El Gobierno suspendió las contrataciones en el sector público: cuáles son las excepciones
La normativa prohíbe designaciones y contrataciones en jurisdicciones y entidades del sector público nacional bajo cualquier modalidad: desde plantas transitorias y contratos temporales hasta prestaciones de servicios autónomos.
Abarca personal permanente, transitorio, con o sin relación de dependencia, e incluye contrataciones a plazo fijo, tiempo parcial o eventual.

Sin embargo, el decreto establece excepciones en sectores considerados estratégicos. Así, quedan fuera de la restricción
- las universidades
- el Servicio Penitenciario Federal
- las Fuerzas Armadas y de Seguridad (excluyendo personal civil),
- el personal profesional de hospitales,
- centros asistenciales e institutos de investigación
- el Sistema Nacional de Manejo del Fuego y el cuerpo de guardaparques nacionales.
- artistas y profesionales de la Secretaría de Cultura
- personal de gabinete
- prórrogas de contratos vigentes
- cobertura del cupo de discapacidad.
Para estos casos, el Gobierno implementó un mecanismo de reemplazo restrictivo: cada dependencia podrá incorporar un empleado por cada dos bajas que se produzcan durante 2026, siempre que no sean retiros voluntarios ni acuerdos de salida.
Además, toda incorporación requiere autorización previa de la Subsecretaría de Modernización y Desarrollo del Empleo Público, que evaluará cada solicitud antes de aprobarla.

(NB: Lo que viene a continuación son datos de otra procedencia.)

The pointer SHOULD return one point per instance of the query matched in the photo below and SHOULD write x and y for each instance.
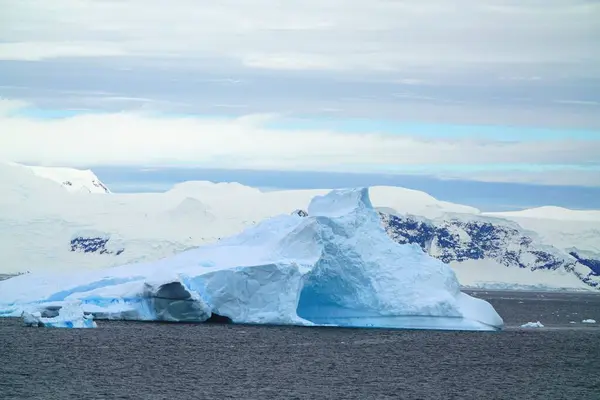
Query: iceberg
(334, 265)
(69, 316)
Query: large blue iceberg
(335, 266)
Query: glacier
(334, 265)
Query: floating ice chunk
(334, 266)
(70, 315)
(537, 324)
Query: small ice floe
(537, 324)
(69, 316)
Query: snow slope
(74, 180)
(552, 212)
(44, 227)
(337, 266)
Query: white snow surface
(70, 315)
(551, 212)
(73, 180)
(39, 218)
(335, 267)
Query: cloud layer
(309, 34)
(248, 142)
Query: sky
(502, 96)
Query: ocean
(134, 360)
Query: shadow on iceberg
(333, 266)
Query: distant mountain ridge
(48, 224)
(462, 238)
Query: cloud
(378, 35)
(36, 51)
(249, 142)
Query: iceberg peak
(335, 266)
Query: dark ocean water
(184, 361)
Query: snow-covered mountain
(44, 226)
(73, 180)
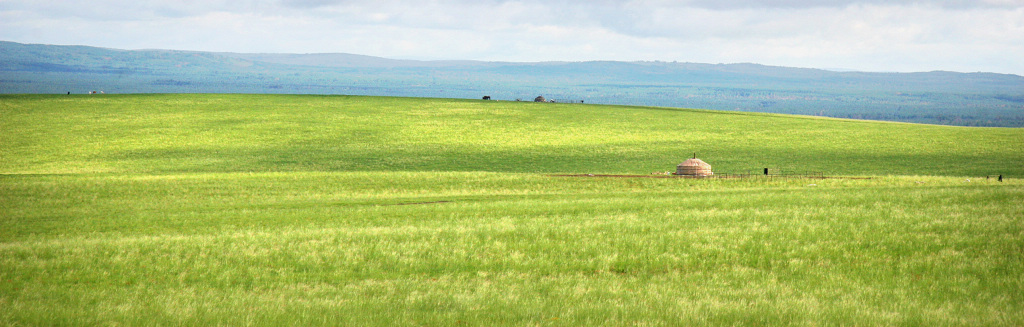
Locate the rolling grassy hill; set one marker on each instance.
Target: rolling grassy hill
(231, 209)
(934, 97)
(238, 133)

En casos excepcionales, organismos que hayan completado un proceso de racionalización de personal podrán solicitar autorización para contratar dos empleados en reemplazo de uno, pero deberán demostrar una necesidad estratégica debidamente acreditada ante la Secretaría de Transformación del Estado y Función Pública, con intervención de la Secretaría de Hacienda.

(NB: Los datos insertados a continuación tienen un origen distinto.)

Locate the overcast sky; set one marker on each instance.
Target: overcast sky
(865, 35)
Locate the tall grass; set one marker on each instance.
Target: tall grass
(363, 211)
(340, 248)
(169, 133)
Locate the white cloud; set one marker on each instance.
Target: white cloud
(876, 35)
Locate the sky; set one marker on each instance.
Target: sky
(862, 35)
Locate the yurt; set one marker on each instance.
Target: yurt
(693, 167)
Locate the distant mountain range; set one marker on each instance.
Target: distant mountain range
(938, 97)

La norma también deroga el Decreto 1148 de diciembre de 2024 y prorroga hasta el 31 de diciembre de 2026 la Decisión Administrativa 28 de febrero de 2024, que ya limitaba las contrataciones estatales.
Además, se establece que los representantes estatales en empresas y fondos fiduciarios controlados mayoritariamente por el Estado deberán adoptar políticas similares de restricción.

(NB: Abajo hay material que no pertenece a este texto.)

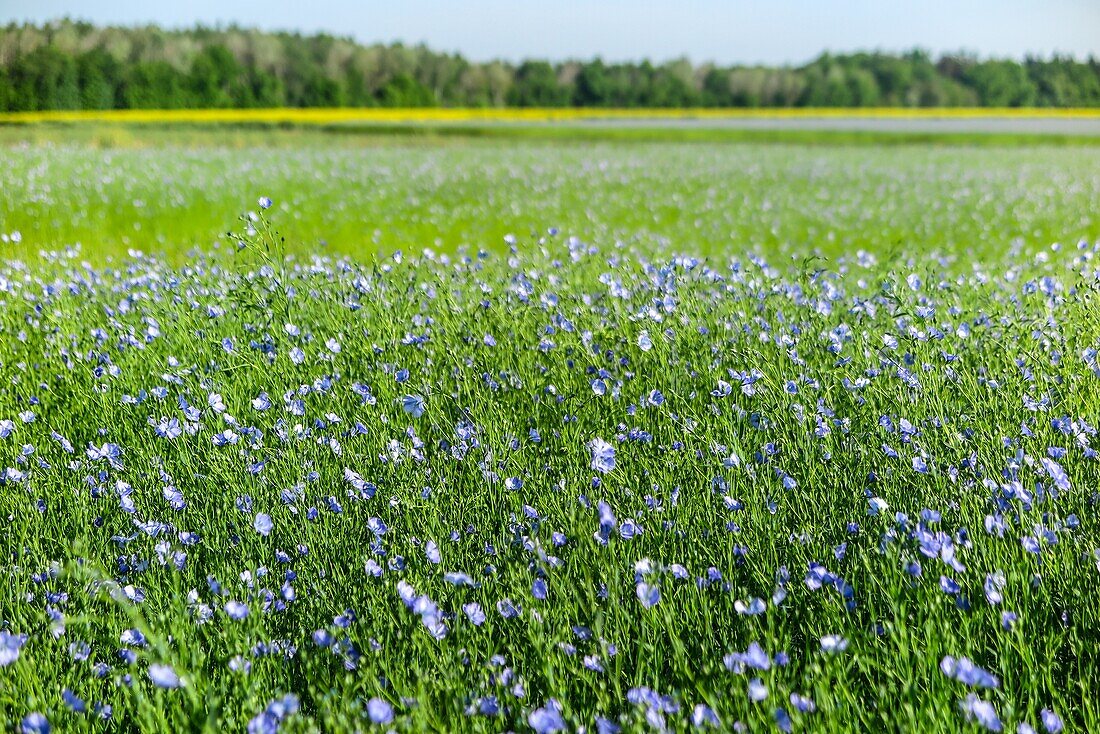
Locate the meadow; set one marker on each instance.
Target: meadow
(314, 431)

El Gobierno apuesta una profesionalización del Estado
En otro Decreto, el 931/2025, el Ejecutivo también instruyó al Ministerio de Desregulación y Transformación del Estado a “coordinar e impulsar las medidas necesarias” para una mayor profesionalización de la planta estatal.
En particular, se buscará llevar adelante “un nuevo sistema de empleo público en el ámbito del Sector Público Nacional”. Este debería contemplar:
- mecanismos de ingreso por mérito;
- evaluación periódica del desempeño;
- movilidad basada en competencias, y;
- esquemas de remuneración vinculados a la responsabilidad y funciones.
Según el Gobierno, esto busca "garantizar la transparencia, la igualdad de oportunidades y la profesionalización de la dotación".

Oficializan los aumentos para funcionarios, pero con freno automático
En la misma medida también se oficializó la extensión de los aumentos salariales negociados para la Administración Pública a las autoridades superiores del Poder Ejecutivo Nacional, excepto el Presidente y la Vicepresidente.
La medida aplica retroactivamente los incrementos acordados en 2024 y 2025 por la Comisión Negociadora del Convenio Colectivo de Trabajo General.
El decreto incluye una cláusula de salvaguarda fiscal: si la administración pública presenta déficit financiero acumulado, las remuneraciones de las autoridades superiores quedarán automáticamente congeladas hasta que se restablezca el superávit.
Esta medida operará de pleno derecho, sin necesidad de un acto administrativo adicional.
Según los considerandos del decreto, entre diciembre de 2023 y octubre de 2025 se redujo la dotación del sector público nacional en aproximadamente 60.000 agentes, generando un ahorro anual de $ 3.491.250 millones.
El Gobierno sostiene que estas políticas permitieron alcanzar 22 meses consecutivos de superávit fiscal y reducir la inflación desde el 211,4% interanual a fines de 2023 al 31,3% en octubre de 2025.